Le lendemain, la journée est passée comme un samedi d'août à Paris. Le souffle du vent était lourd. L'air était chaud. Les pelouses avaient roussi sous la braise du soleil. Et les bancs du Champ-de-Mars brûlaient les cuisses quand on s'y asseyait.
Stella a pensé et repensé à sa conversation avec Julien. Elle n'en était même plus au stade où elle évaluait s'il lui plaisait. Non, la question n'était plus là. La question était de savoir ce qu'elle allait faire de la tentation de le voir qui avait germée dans son esprit pendant la nuit.
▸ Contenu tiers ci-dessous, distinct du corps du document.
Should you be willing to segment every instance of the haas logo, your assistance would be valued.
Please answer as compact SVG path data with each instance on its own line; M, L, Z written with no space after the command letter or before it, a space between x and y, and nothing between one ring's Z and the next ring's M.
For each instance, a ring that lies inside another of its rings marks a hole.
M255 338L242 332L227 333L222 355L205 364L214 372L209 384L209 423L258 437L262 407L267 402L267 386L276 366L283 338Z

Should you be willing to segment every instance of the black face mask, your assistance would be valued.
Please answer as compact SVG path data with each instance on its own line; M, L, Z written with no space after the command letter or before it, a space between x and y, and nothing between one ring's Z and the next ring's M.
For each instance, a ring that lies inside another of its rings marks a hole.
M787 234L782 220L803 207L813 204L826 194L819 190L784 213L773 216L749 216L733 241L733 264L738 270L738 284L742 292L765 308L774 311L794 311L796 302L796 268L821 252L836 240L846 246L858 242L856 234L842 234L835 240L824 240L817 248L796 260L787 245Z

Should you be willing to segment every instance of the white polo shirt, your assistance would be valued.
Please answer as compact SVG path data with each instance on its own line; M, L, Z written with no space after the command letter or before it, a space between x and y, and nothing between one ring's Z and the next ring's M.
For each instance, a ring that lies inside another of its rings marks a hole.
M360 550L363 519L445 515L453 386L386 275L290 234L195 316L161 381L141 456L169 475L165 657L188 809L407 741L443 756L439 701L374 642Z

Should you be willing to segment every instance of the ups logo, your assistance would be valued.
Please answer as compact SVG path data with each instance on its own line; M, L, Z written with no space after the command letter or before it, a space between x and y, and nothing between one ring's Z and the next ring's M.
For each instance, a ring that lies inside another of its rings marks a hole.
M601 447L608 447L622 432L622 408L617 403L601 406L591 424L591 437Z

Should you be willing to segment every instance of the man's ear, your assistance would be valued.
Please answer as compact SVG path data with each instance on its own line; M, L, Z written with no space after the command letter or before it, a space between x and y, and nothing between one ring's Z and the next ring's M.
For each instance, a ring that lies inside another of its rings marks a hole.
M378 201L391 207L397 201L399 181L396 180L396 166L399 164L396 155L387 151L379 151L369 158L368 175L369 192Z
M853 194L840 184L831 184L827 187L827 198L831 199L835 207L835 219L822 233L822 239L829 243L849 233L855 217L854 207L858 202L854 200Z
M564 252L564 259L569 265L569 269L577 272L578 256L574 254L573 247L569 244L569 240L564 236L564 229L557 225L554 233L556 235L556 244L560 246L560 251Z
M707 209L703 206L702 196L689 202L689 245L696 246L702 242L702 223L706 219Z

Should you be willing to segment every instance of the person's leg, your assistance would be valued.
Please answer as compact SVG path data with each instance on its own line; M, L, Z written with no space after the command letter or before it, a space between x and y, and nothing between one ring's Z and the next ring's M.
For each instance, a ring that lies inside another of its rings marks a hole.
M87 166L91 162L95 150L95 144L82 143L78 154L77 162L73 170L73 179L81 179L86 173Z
Aller au date avec Ugo avait finalement été facile. Ça n'était qu'un déjeuner qui n'engageait à rien. Mais la perspective de rencontrer Julien la mettait face aux monstres de son adolescence qu'elle avait séquestrés dans un tiroir de sa mémoire pour ne plus jamais avoir à les regarder. Stella aurait aimé être suffisamment insouciante pour sauter le pas et dire à Julien Salut, j'ai réfléchi à ce que l'on s'est dit et j'ai bien envie de te rencontrer. Tu fais quelque chose ce soir ? Sans avoir peur de là où ça pourrait les mener. Mais elle était embourbée dans la toile d'araignée de ses angoisses. Elle ne voulait pas avoir peur de Julien parce que toute cette conversation l'avait bien au contraire mise en confiance, mais malgré elle, Stella était redevenue cette petite fille démunie et apeurée. Alors elle n'a rien dit. Elle s'est privée de lui écrire. Stella savait bien qu'elle ne pouvait pas lui donner ce qu'il voulait. Ni aujourd'hui, ni demain, ni jamais.
Elle a laissé passer la journée en n'allant même pas voir si Arthur lui avait répondu. Avec Julien, Arthur, ou n'importe quel autre homme, Stella avait beau essayer, elle réalisait que Nekfeu avait tort : ce n'était pas juste une question de volonté.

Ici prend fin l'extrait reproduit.